Research chat: Harvard's Gary King on data, social science and media connections

Gary King is director of Harvard University’s Institute for Quantitative Social Science, which works to create tools and foster collaboration across the university and beyond. The Albert J. Weatherhead III University Professor, King is a specialist in data, statistics and the R statistical programming language, and he has written more than 130 journal articles, 20 open-source software packages and many books.

King, a political scientist, is also a pioneering classroom instructor: For teachers looking to bring new insights into the classroom, see his 2012 paper “How Social Science Research Can Improve Teaching” (PDF). He is also very active on Twitter on a variety of data, news media and academic topics (@kinggary.)

As part of our “research chat” interview series, Journalist’s Resource spoke with King about the Dataverse Network, an open-source application to publish, share, reference, extract and analyze research data. As data journalism continues to expand as a field, a variety of possible connections have arisen between the work of social scientists and media members. In any case, the rise of computational science has a variety of implications, on everything from elections to e-commerce.

The following is an edited interview conducted by Journalist’s Resource researcher Alex Remington:

_____

Journalist’s Resource: What was the idea behind Dataverse?

Gary King: Dataverse is a project to preserve and make available large amounts of data to lots of people.

Before Dataverse you would either send your data to an archive, like the ICPSR or the Roper Center for Survey Research, they’ll document it and put the data in preservation format, they’ll make backups and do all the things professional archivists do and individual scholars don’t. If some other scholar wants to get your data, they’ll get it from the archive but what they’ll often do is thank the archive. You might have spent three years crawling through bug-infested whatever and it would have been very hard to get the data, and the scholars are thanking the archive. The archive deserves thanks, but you deserve thanks too. So the credit system was not really working.

Alternately, if you wanted to make your data available but you wanted to get academic credit or Web visibility, you put it on your website. But the duration of data on people’s websites is a few years. Either you’ll move, or the website will go down, or the backup is basically on the computer underneath your desk and there’s a flood or whatever. And even if it’s there, and you can access the file, it’s in a format that after a few years, no one can access.

You basically had to choose between getting credit or making your data permanently available. What we did is we broke that choice. We solved a political problem technologically — and that’s what Dataverse does.

JR: If someone wants to put their data on Dataverse, how do they do that?

King: All scholars have pretty much the same structure of a website: lists of classes, publications, students, etc. We suggest that scholars add another page to their website, a list of datasets — your Dataverse. You’ll spent a few minutes giving us branding information for your website, you’ll put your data in the Dataverse network site, and it will serve up a page for you. Then when someone comes to your website, they’ll be able to click on an extra page and look at your Dataverse, which will list your datasets. The URL will be your site’s, but it’s permanently archived, served up by the Dataverse network. So, you get permanent archiving and you get the credit. There’s tremendous advantage of both and you don’t have to choose.

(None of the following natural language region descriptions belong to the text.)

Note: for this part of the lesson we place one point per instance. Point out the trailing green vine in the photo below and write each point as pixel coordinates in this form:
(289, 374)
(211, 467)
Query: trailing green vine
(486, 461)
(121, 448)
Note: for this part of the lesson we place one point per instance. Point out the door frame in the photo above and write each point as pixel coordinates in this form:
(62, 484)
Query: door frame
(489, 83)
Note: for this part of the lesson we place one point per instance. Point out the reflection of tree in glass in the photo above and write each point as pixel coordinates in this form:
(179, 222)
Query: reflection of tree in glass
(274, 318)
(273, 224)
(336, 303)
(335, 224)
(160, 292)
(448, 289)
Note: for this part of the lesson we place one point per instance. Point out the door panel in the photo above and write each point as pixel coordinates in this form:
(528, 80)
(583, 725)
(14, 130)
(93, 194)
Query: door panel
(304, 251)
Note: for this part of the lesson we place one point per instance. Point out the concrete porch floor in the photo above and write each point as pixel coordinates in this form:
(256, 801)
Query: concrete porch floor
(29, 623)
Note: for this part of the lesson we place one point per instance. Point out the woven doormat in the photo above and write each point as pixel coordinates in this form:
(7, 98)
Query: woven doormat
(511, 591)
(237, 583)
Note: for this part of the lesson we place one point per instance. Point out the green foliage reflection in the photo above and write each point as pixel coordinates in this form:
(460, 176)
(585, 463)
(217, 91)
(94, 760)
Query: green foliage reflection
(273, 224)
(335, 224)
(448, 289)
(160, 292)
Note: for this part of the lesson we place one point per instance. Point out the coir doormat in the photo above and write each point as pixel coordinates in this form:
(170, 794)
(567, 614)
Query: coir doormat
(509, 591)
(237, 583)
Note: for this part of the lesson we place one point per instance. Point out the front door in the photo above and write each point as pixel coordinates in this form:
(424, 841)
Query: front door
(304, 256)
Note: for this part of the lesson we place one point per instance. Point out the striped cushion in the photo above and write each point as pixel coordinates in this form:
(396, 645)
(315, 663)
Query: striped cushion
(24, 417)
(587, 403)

The database network at IQSS is now I think the largest collection of social-science data in the world. When people search for data, they’ll be able to find yours more easily. They’ll then get to your Dataverse, which is branded exactly like the rest of your website. We also developed a citation standard that makes it easy to cite your data in addition to the article or book that used the data. And at the same time you won’t have to worry about offsite backups and disaster recovery. That’s the basic idea of the Dataverse network.

In addition, every time there’s a new feature that is put into Dataverse, you get it too. At first your website just has a list of datasets, but ultimately you’ll see there’s tons of other services available on your website. People will be able to do online statistical analyses. They’ll be able to do subsets of the data. They’ll be able to cite subsets that someone else will be able to get back to. They’ll be able to do online statistical analyses and download a script and then rerun the script later. Dataverse is also connected to R, so every time a new method is put in you can run it straight from Dataverse. So Dataverse is a big open-source package that a lot of people contribute to now.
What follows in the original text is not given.